Key point: The Pentagon wants future powerful drones to assist its human pilots.
The U.S. Air Force has begun experimenting with software that could help its future robot wingmen pull hard maneuvers in aerial combat.
The flight-safety software is one component of a possible fleet of small, stealthy, jet-powered drones that could accompany manned fighters into combat starting in the mid-2020s.
The initial software test took place at Edwards Air Force Base in California on July 25, 2019. The Air Force’s 412th Test Wing’s Emerging Technologies Combined Test Force installed new flight-control software on a small, radio-controlled drone.
“What we have here today is a sub-scaled jet-powered aircraft; it’s about 12 feet long and do about 250 knots,” stated Jeff Jessen, an engineer with the Emerging Technology Combined Test Force. “Our goal is to verify an autonomy safety net.”
The Testing Autonomy in a Complex Environment software, or TACE, is a product of the Applied Physics Lab at Johns Hopkins University.
The TACE testing feeds into the Air Force Research Laboratory’s Skyborg program, which is developing the artificial intelligence for the wider wingman-drone effort. To develop the hardware, AFRL is experimenting with copies of the XQ-58 Valkyrie drone from California firm Kratos.
The Air Force wants an early version of the wingman drone to be ready for combat by 2023. That depends in part on the software testing at Edwards.
“The TACE safety net programming sits between a vehicle’s safety critical control system and its mission system,” the Air Force explained in a statement. “Proven algorithms keep the plane within safe bounds defined before takeoff.”
“The idea is to let the autonomous test aircraft fly itself out of the safety bounds,” the statement continued. “The TACE program would then take over control of the airplane and take it to a safe point.”
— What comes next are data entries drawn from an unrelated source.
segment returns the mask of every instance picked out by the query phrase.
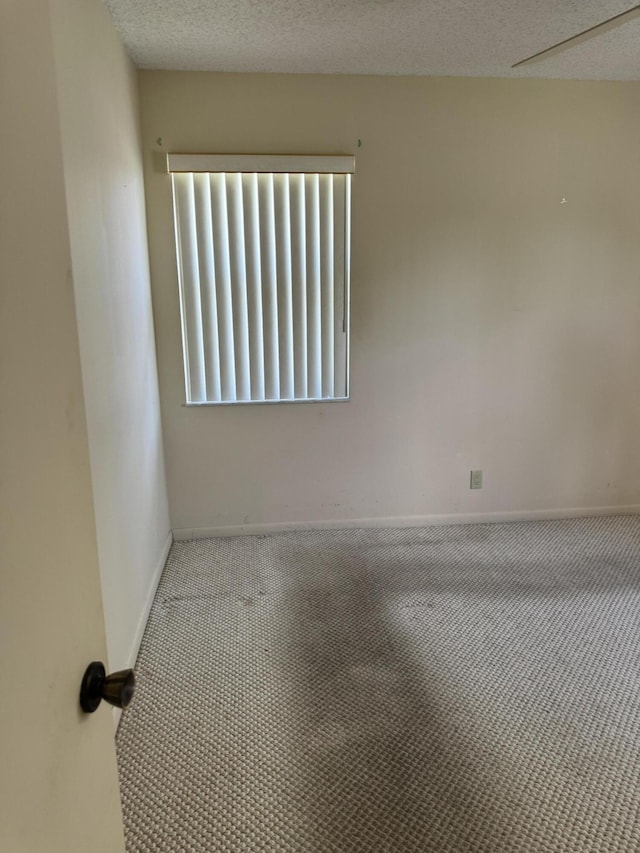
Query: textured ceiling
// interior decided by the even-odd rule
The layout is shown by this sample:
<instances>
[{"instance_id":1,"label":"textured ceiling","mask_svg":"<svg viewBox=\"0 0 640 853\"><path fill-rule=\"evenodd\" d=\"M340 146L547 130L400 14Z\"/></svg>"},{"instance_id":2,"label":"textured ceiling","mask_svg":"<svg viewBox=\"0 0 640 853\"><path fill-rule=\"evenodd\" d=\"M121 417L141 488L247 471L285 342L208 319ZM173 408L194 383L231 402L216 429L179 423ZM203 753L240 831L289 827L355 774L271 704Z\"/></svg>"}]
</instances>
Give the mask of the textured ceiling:
<instances>
[{"instance_id":1,"label":"textured ceiling","mask_svg":"<svg viewBox=\"0 0 640 853\"><path fill-rule=\"evenodd\" d=\"M141 68L640 79L640 17L513 63L625 0L104 0Z\"/></svg>"}]
</instances>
The hardware for the wingman drone is advancing, as well. The XQ-58 on June 11, 2019 took off for its second test flight over Yuma, Arizona. The 29-feet-long, jet-powered drone “successfully completed all test objectives during a 71-minute flight,” AFRL announced.
The Valkyrie’s first flight took place in March 2019. The Air Force and Kratos plan to conduct five test sorties during this phase of the XQ-58’s development.
A new version of the Air Force’s F-35A stealth fighter, as well as the heavily upgraded version of the F-15 that the flying branch hopes to acquire, both could function as flight leads for the service’s wingman drones, Will Roper, the Air Force’s top weapons-buyer, told Defense News reporter Valerie Insinna.
The Air Force is in discussions with Boeing and Lockheed respectively to modify their F-15EX and F-35A Block 4 fighters to accommodate the datalinks and processors from the Skyborg effort, Insinna reported.
Roper told Insinna that pairing manned fighters with drones could “open up the door for an entirely different way to do aerial combat.”
“For example, take a typical four-aircraft formation and replace it with an F-15EX and three Valkyries,” Insinna explained.
“We can take risk with some systems to keep others safer,” Roper said. “We can separate the sensor and the shooter. Right now they’re collocated on a single platform with a person in it. In the future, we can separate them out, put sensors ahead of shooters, put our manned systems behind the unmanned. There’s a whole playbook.”
Pilots and crew in manned planes and controllers on the ground both could direct the wingman drones. But the unmanned aerial vehicles themselves could end up being highly autonomous.
According to Kratos, the XQ-58’s capability "ranges from the low side of semi-autonomous (operator directed, autopilot stabilized) to the side of semi-autonomous (waypoint nav). The system includes standard interfaces to enable full autonomy capabilities."
The XQ-58's flight-testing signals an expansion of international efforts to develop UAVs that can fly and fight in mixed formations with manned warplanes.
Boeing's Australian subsidiary in February 2019 unveiled its so-called "Airpower Teaming System," a 38-foot-long, jet-powered drone that the company said could carry weapons and sensors and fly as far as 2,000 miles—all while being more affordable than a $100-million manned jet.
Boeing developed the new drone in cooperation with the Australian military. After further development, the Royal Australian Air Force could acquire the UAV to quickly and cheaply add firepower to its roughly 100-strong fighter fleet and six E-7 radar planes.
"The Boeing Airpower Teaming System is designed to team with a wide range of existing military aircraft from fighters to commercial derivative aircraft," said Ashlee Erwin, a Boeing spokesperson.
Beside Australia, China and Japan also are working on wingman drones. A mock-up or prototype of China's 30-feet-long Dark Sword drone first appeared in public in an undated photo that circulated on-line in mid-2018.
Japan revealed its own "Combat Support Unmanned Aircraft" wingman drone concept in a technology roadmap that Aviation Week first published in late 2016.
Wingman drones could change the way major air forces fight, according to Peter W. Singer, author of Wired for War. "The idea of a robot wingman is that it can keep pace with manned planes, but be tasked out for parts of the mission that you wouldn't send a human teammate to do.”